Komplett anders als zurzeit war die Situation vor 25 Jahren: Während inzwischen junge Hausärzte und -ärztinnen händeringend gesucht werden, hatten sie damals Mühe, überhaupt einen Praxisplatz zu finden. Für Dr. Christian Geiping (61), Facharzt für Innere Medizin, bot sich die Chance in Lünen. Der Mediziner, der vorher am Klinikum Dortmund tätig und dort auch als Notarzt unterwegs war, konnte die alteingesessene Praxis von Dr. Johannes Vennebusch an der Münsterstraße/Ecke Ernst-Becker-Straße übernehmen. Die dort noch installierte Röntgenanlage ersetzte er durch Ultraschalldiagnostik. 2012 richtete er sich ganz neu ein: Christian Geiping zog in moderne Räume des Facharztzentrums Mersch. Am 1. Juli feierte er silbernes Praxisjubiläum.
Seine Patienten kommen oft schon in der zweiten und dritten Generation zu ihm zur Behandlung. Gerade das macht für ihn den Hausarztberuf aus. Es gebe jeden Tag etwas Neues und Spannendes . „Ich hätte nichts anderes machen wollen“, sagt er rückblickend. In seinem beruflichen Alltag hat er Schönes, Schweres, Berührendes und Erheiterndes erlebt. Wenn er einen sterbenden Patienten begleitet, der bis zuletzt zuhause von der Familie umsorgt wird, dann hat der Arzt davor „großen Respekt“, wie er berichtet. Eindrücklich in Erinnerung ist ihm, als er bei zwei geflüchteten Patienten großflächige Narben von Brandbomben am Körper sah. „Da lernt man Demut“, sagt Christian Geiping. Für ihn hätten diese Menschen jedes Recht der Welt, „dass wir uns um sie kümmern.“
Er erlebt auch Situationen zum Schmunzeln. Wenn ein junger Patient beim Gebrauch des Asthmasprays den Arm hochstreckt, um zehn Sekunden abzuzählen. Davon berichtete Christian Geiping einem 87-Jährigen. Lustige Anekdote: Später meldet sich dessen Frau verwundert, warum ihr Mann bei der Einnahme von Asthmaspray den Arm heben soll. Es gibt viele Momente, die für Christian Geiping den Beruf des Hausarztes spannend machen.
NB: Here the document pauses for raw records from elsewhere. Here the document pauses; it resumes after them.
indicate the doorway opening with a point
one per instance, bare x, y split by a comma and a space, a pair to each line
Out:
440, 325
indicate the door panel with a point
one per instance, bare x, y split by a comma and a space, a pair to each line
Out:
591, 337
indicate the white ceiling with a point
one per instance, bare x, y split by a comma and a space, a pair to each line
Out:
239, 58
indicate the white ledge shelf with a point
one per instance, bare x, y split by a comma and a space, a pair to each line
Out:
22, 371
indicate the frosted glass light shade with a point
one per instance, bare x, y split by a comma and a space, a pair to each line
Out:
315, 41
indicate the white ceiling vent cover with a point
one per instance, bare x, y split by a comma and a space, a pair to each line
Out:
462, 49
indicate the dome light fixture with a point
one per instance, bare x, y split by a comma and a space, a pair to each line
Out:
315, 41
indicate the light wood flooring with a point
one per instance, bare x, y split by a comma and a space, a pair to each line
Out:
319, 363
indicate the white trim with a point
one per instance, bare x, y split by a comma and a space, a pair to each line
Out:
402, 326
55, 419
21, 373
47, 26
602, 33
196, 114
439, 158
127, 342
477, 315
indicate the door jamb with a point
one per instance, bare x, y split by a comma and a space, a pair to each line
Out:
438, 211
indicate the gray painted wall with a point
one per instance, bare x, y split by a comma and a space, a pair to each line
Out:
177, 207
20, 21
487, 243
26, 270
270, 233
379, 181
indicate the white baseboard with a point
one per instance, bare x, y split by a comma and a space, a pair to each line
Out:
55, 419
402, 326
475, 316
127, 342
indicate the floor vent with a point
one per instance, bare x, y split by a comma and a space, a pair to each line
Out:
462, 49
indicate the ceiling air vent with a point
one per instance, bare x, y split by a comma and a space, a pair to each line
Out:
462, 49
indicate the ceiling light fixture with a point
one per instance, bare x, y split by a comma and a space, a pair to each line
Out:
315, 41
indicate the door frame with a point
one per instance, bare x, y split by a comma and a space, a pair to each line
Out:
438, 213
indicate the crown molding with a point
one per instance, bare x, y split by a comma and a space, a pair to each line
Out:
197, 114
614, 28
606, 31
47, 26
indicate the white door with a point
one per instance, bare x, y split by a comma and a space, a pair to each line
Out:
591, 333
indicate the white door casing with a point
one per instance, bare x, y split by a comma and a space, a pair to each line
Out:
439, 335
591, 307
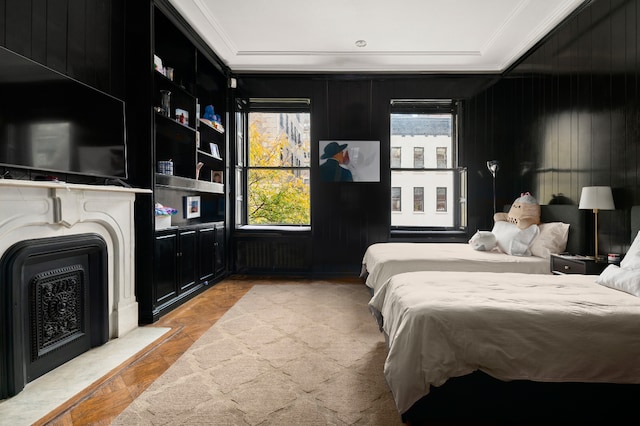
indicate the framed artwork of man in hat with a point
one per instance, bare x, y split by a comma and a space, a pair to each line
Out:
349, 161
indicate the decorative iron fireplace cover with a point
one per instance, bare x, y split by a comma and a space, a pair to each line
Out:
53, 305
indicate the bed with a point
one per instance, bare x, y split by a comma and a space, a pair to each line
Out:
573, 341
383, 260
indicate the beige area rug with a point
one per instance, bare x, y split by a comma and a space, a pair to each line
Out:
290, 354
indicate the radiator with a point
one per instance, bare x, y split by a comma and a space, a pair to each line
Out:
275, 255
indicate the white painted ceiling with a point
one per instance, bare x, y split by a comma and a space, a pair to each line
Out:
401, 35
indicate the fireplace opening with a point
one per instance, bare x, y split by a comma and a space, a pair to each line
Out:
53, 305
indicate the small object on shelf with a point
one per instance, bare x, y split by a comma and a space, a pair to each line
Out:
163, 216
165, 167
157, 64
191, 206
209, 113
182, 116
215, 152
217, 176
165, 102
216, 126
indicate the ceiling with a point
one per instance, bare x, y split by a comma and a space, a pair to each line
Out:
399, 36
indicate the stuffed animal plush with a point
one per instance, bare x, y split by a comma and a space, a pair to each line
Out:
524, 212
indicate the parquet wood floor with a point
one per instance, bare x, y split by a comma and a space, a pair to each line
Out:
106, 399
103, 401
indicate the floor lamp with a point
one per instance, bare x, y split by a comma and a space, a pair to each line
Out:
493, 166
596, 198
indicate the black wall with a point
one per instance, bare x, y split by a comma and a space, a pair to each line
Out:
348, 217
567, 116
83, 39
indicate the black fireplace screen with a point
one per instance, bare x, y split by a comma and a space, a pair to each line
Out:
54, 299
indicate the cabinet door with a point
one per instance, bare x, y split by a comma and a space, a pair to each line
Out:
207, 253
187, 255
220, 264
166, 271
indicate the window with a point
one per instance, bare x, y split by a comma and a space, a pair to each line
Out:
441, 199
441, 157
273, 175
396, 199
396, 153
435, 181
418, 199
418, 157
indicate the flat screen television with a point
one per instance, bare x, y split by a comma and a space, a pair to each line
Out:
54, 124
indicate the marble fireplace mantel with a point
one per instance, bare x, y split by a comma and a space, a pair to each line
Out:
34, 209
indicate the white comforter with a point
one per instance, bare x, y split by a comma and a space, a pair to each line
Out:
512, 326
381, 261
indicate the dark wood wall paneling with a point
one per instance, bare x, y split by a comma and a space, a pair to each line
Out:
83, 39
348, 217
568, 116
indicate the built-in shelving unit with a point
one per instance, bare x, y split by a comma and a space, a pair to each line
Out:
186, 253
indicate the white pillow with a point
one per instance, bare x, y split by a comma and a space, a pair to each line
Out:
627, 280
483, 241
631, 260
513, 240
552, 239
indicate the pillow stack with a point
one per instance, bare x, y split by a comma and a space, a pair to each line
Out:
625, 277
536, 240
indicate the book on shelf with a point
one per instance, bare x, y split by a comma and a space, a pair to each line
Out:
215, 152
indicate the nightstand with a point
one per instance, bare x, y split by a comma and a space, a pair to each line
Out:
573, 264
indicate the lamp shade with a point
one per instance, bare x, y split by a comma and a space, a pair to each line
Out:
596, 197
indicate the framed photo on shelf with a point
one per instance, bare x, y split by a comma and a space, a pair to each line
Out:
215, 152
217, 176
191, 206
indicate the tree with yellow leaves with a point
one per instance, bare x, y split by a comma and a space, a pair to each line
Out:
278, 191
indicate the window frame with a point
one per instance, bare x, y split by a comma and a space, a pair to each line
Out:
458, 191
242, 168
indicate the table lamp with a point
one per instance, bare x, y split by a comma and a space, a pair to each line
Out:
596, 198
493, 166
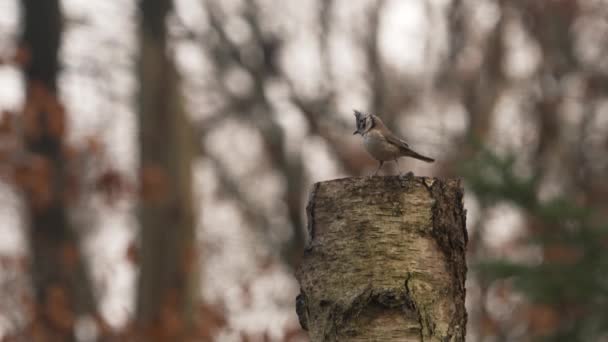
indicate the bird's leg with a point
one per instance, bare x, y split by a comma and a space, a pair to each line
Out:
380, 162
408, 175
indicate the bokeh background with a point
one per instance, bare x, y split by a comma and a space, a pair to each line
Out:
231, 109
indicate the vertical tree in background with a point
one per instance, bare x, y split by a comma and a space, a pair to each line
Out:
62, 290
167, 260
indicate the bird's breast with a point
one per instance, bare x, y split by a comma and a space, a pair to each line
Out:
379, 147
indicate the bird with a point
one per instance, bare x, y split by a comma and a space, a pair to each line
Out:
382, 144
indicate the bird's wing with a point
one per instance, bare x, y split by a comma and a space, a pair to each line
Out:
396, 141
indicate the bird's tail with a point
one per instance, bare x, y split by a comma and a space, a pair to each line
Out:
413, 154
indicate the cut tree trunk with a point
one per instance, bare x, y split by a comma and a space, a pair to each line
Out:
385, 261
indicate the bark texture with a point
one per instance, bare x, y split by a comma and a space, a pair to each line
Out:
168, 273
62, 287
385, 261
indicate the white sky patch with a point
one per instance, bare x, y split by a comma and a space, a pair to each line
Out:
11, 88
523, 55
504, 224
403, 35
13, 240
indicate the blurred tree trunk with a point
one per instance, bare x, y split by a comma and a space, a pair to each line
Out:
386, 261
166, 289
62, 288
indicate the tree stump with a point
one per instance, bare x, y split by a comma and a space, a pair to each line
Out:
385, 261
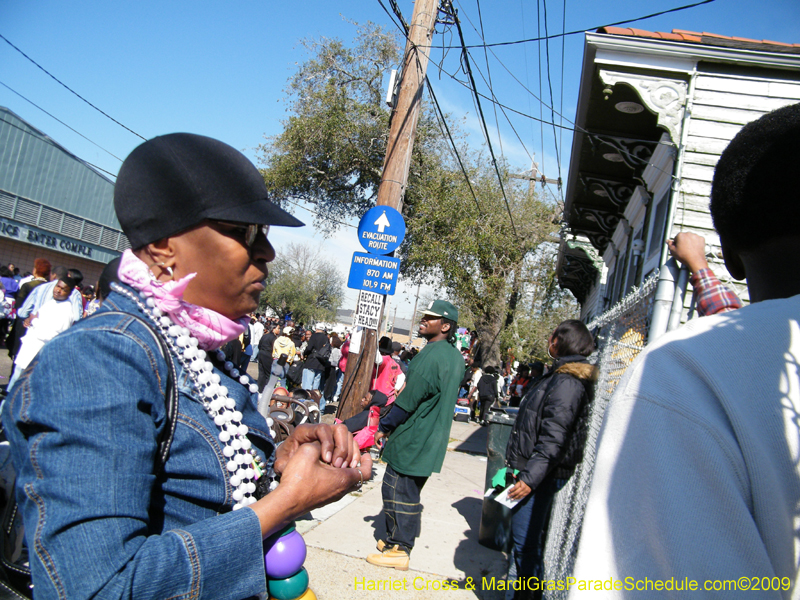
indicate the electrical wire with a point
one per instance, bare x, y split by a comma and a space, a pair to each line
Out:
466, 61
70, 89
402, 25
489, 75
574, 128
316, 214
557, 35
452, 142
550, 86
561, 103
440, 118
9, 88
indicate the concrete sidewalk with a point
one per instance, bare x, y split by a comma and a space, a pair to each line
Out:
340, 536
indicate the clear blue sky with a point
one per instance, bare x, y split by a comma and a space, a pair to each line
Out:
219, 69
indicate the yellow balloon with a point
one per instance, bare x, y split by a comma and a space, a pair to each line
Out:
307, 595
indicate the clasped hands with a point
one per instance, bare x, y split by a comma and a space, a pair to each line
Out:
320, 463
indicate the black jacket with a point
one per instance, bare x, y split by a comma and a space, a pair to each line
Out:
544, 438
315, 344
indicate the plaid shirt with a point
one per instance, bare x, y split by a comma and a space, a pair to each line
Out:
712, 296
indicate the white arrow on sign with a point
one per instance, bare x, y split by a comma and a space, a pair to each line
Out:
382, 222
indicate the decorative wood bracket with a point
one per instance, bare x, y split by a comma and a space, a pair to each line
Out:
665, 97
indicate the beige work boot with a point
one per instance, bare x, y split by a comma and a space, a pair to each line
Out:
392, 557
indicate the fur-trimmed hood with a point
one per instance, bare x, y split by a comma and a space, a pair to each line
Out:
580, 370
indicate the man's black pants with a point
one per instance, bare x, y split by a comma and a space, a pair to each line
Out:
401, 508
264, 369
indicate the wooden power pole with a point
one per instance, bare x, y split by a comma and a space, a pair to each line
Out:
403, 129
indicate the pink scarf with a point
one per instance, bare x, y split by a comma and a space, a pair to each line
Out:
211, 329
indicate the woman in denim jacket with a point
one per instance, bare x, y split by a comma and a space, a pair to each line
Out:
104, 516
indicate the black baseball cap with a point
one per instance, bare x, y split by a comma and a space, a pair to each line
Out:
174, 182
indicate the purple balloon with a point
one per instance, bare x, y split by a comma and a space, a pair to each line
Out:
286, 556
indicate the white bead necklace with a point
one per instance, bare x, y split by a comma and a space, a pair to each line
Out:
237, 449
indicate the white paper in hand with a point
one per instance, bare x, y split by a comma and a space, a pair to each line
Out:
505, 500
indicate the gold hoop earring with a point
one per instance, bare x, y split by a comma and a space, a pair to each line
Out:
166, 268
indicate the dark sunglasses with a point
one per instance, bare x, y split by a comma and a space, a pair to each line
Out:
249, 232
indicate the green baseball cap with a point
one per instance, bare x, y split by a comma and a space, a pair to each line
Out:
442, 308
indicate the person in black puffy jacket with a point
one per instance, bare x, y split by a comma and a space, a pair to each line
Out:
546, 442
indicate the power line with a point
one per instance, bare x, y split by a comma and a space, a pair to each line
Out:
70, 89
575, 128
561, 102
480, 111
489, 75
550, 86
557, 35
497, 104
452, 142
316, 214
539, 58
60, 121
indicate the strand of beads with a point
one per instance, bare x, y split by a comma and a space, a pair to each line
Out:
236, 448
284, 555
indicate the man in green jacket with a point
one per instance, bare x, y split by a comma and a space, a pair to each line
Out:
417, 429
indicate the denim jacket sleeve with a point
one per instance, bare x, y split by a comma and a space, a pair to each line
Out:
83, 426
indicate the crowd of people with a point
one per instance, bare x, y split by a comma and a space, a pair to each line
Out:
151, 470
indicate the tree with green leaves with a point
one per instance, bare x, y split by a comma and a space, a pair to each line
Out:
304, 284
470, 235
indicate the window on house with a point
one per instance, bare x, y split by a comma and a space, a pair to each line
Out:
658, 218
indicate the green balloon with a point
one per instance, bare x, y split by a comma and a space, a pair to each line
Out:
289, 588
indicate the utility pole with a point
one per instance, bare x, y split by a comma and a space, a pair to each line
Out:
395, 177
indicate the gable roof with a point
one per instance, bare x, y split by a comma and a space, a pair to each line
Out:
708, 39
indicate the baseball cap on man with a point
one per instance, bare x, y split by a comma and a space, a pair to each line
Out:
442, 308
174, 182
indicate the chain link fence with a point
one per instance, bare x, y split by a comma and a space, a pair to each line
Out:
622, 336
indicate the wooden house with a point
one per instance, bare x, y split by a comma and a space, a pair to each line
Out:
655, 111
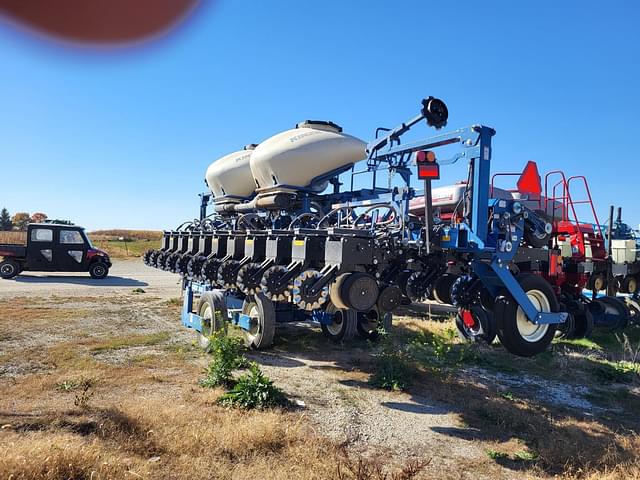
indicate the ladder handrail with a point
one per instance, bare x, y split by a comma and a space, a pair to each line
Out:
589, 199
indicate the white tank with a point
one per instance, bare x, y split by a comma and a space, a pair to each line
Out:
231, 174
298, 156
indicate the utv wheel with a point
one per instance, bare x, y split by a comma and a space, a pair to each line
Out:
343, 326
98, 270
517, 333
263, 316
9, 268
476, 324
212, 310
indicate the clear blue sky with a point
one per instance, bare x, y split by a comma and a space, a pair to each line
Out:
123, 139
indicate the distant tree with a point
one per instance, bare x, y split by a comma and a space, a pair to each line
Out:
21, 220
38, 217
5, 220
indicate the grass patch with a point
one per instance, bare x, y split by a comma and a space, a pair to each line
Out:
227, 356
496, 454
254, 390
141, 340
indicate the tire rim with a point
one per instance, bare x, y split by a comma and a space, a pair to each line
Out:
528, 330
8, 269
337, 325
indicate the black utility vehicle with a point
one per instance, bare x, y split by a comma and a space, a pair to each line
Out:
54, 248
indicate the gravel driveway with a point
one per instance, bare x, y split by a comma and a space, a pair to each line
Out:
124, 276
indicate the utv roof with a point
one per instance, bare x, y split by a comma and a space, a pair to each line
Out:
55, 225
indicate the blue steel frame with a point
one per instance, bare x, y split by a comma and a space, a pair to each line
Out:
491, 254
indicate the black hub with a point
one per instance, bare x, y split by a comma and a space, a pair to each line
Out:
248, 279
210, 270
304, 296
390, 298
228, 273
194, 268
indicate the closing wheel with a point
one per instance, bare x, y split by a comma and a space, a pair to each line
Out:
596, 282
582, 324
302, 294
476, 324
98, 270
372, 322
271, 285
212, 310
147, 255
248, 280
517, 333
609, 312
263, 321
9, 268
442, 288
344, 325
335, 288
359, 291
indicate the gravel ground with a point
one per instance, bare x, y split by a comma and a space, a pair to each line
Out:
124, 276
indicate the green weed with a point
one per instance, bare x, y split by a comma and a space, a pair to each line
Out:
253, 390
227, 356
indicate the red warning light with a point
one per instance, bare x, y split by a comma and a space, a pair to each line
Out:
428, 168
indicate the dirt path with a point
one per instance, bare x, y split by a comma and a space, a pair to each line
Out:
124, 276
60, 328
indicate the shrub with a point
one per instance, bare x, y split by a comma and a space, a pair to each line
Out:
253, 390
227, 356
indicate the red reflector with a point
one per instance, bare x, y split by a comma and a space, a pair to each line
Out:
425, 156
467, 318
428, 171
529, 182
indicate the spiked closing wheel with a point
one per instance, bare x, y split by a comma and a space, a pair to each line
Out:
302, 294
210, 270
248, 280
271, 285
228, 274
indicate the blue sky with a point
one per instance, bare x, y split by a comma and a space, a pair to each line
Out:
122, 139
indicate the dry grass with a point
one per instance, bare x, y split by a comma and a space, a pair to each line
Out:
132, 234
145, 417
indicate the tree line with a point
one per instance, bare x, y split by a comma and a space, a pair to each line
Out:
20, 220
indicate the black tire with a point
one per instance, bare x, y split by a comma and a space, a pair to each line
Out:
582, 324
612, 306
517, 334
9, 268
483, 327
442, 288
567, 330
370, 323
344, 325
98, 270
212, 310
261, 309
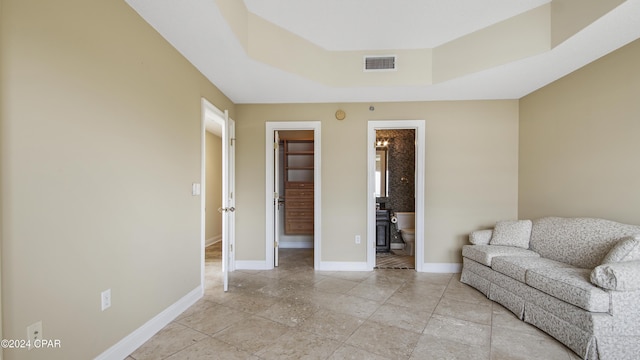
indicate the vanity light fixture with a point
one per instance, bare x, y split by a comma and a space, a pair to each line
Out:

Kollegiales Notdienstsystem

Sechs Mitarbeitende sind in seiner Praxis tätig, die als akademische Lehrpraxis der Uni Münster auch Studenten ausbilden kann. Vor fünf Jahren sattelte Christian Geiping noch eine zusätzliche Facharztausbildung zum Allgemeinmediziner auf. Er hat zudem eine Ermächtigung, junge Assistenzärzte- und ärztinnen weiterzubilden. Geiping möchte das Hausarzt-Virus und die Begeisterung an seinem Beruf weitergeben.
Schon früh hat er ein kollegiales Notdienstsystem für Ärzte in der Innenstadt und dem Lüner Norden organisiert. Demnächst kommen Kollegen und Kolleginnen aus dem Lüner Süden dazu. Durch die geregelten Vertretungen sind geöffnete Praxen auch zwischen den Jahren oder über Brückentage gesichert. Das ermöglicht anderen die Chance auf Urlaub.
Geiping sieht auch das als Standortfaktor für Lünen. Ärzte könnten sich freinehmen, weil die Dienste feststehen. Eine Whats-App-Gruppe hat sich vor allem in Corona-Zeiten bewährt. Darüber sind Lüner Mediziner vernetzt und können im Notfall auch mal SOS funken.
Hütehunde halten auf Trab
Christian Geiping ist in Haltern geboren und in Lüdinghausen aufgewachsen. Er studierte in Bochum und Münster. Ein Semester war er am Royal Melbourne Hospital tätig. An der Lungenklinik in Hemer und am Klinikum Dortmund arbeitet der Mediziner, bevor er sich in Lünen niederließ.
Der Vater zweier Söhne ist längst in der Lippestadt angekommen. Zuhause halten ihn seine drei Berger des Pyrénées, Pyrenäen-Hütehunde, auf Trab. Demnächst soll es wieder Welpen geben. Bis Corona kam, hat er sich mit Judo fit gehalten. Der Hausarzt ist gerne mit dem Fahrrad unterwegs. Im Urlaub geht es bevorzugt nach Schweden.